Once you get used to it, you realise that the Color OS does have lots of additional features like the “eye protection display”, which can tint the display with a pink hue for usage at night. One-handed mode is of course available too. Furthermore, there are many gestures giving users the ability to draw symbols to launch user-specified apps, such as double tapping the home button to lock your screen.
Overall, I rather like the Color OS, much more than the Redmi’s or Samsung’s native OS, but it could honestly do better by using more stock Android elements.
This is where the OPPO truly shines. Like Samsung and Apple phones, it uses Phase Detection as its choice of focus technology. It showcases a 13 MP rear shooter and an 8 MP front-facing cam. This shooter is able to focus in just 0.1 seconds in optimal lighting conditions.
It’s camera provides many fun modes including Beauty modes, various filters, slow shutter speeds and even GIF modes. As far as video modes are concerned, you get slow motion capture and time lapse too.
What’s great is OPPO’s ability to make photos look good minus the over-saturation you typically see in most Instagram photos. The level of detail is great too. Furthermore, the camera’s exposure selection is accurate most of the time, but when it begins to struggle, whip out HDR and you are good to go.
Here’s some of my #foodporn for you.
Honestly, there is nothing much to say about the OPPO’s camera other than the fact that it is pretty good at the price you pay.
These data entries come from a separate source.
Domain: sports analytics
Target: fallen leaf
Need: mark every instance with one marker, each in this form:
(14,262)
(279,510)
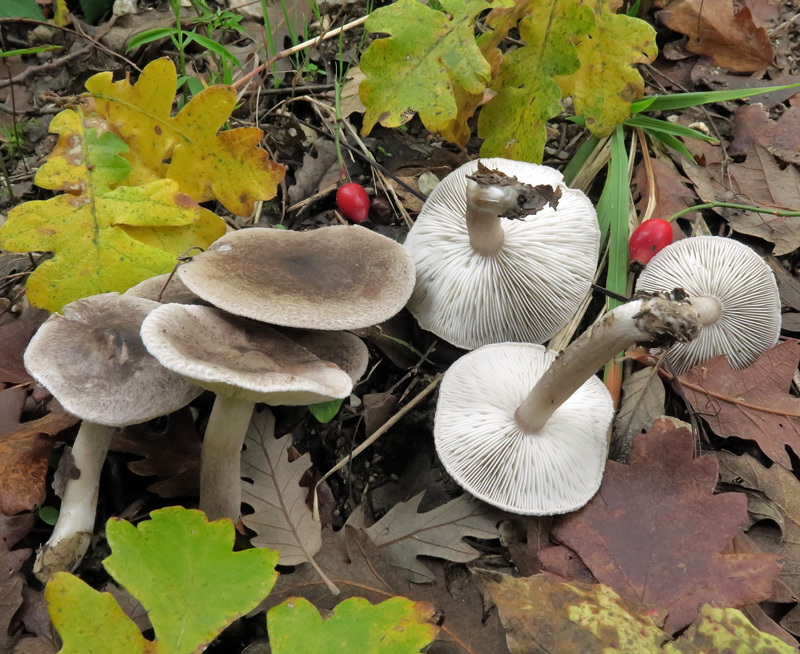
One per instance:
(655,532)
(782,489)
(717,30)
(758,180)
(403,534)
(752,126)
(753,403)
(281,520)
(24,454)
(172,455)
That being said, I’m no camera pro, but it feels superior to the ZenFone Lasers.
Check out some video footage from GSMArena here.
OPPO, despite being a Chinese smartphone, proves its worth by showing off a premium build, and classy metallic finish. It looks and feels like the iPhone, but it’s no cheap imitation. It actually can be seen as a worthy competitor.
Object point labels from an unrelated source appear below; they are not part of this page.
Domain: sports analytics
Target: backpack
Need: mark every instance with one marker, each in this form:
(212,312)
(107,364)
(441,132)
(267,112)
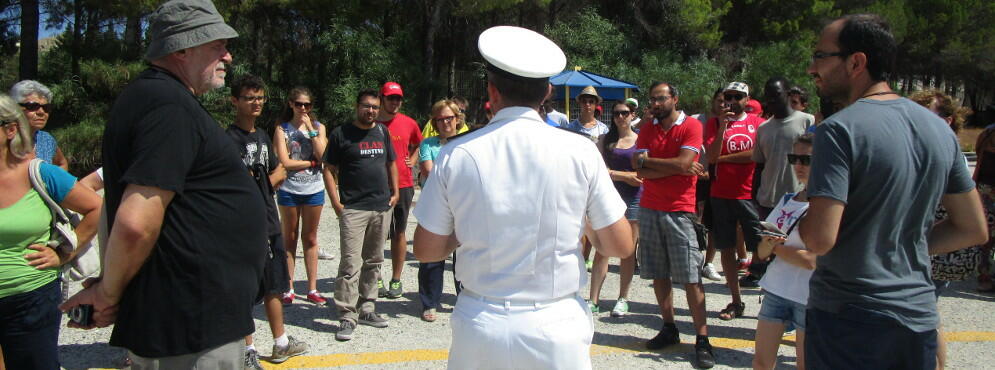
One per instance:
(63,232)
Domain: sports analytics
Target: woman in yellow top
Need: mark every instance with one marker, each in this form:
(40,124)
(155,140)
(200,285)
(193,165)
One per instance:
(29,268)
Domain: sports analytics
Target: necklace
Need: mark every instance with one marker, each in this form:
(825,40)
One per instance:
(879,93)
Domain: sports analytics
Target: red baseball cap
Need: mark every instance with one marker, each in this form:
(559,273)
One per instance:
(391,88)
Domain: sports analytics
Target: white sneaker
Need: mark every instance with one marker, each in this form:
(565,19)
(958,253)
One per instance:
(709,272)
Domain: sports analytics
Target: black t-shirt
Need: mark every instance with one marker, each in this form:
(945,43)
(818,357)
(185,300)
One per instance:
(256,151)
(197,287)
(361,157)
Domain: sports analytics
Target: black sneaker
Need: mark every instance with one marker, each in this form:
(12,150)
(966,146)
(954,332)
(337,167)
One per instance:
(749,281)
(703,357)
(346,328)
(668,336)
The Color OS is not only aesthetically pleasing, but most definitely functional as well. Gestures bring out the “smart” in smartphone. Although menu items aren’t usually where you find them on standard Android devices, it shouldn’t be an issue once you’ve had the device for a while.
The 13MP camera is superior to most casual shooters, also being quite rich in features. If you are an expert, you can modify exposure, focus and white balance, even saving RAW files when needed — something not even the $1100 Xperia Z5 Premium offers. The front camera also provides good quality selfies if you are into it.
The only qualm I have is the price tag. At $599, it is most definitely not a cheap device. Is it a great phone? Most definitely. Whether it is worth that hefty tag, might be a question only you can answer.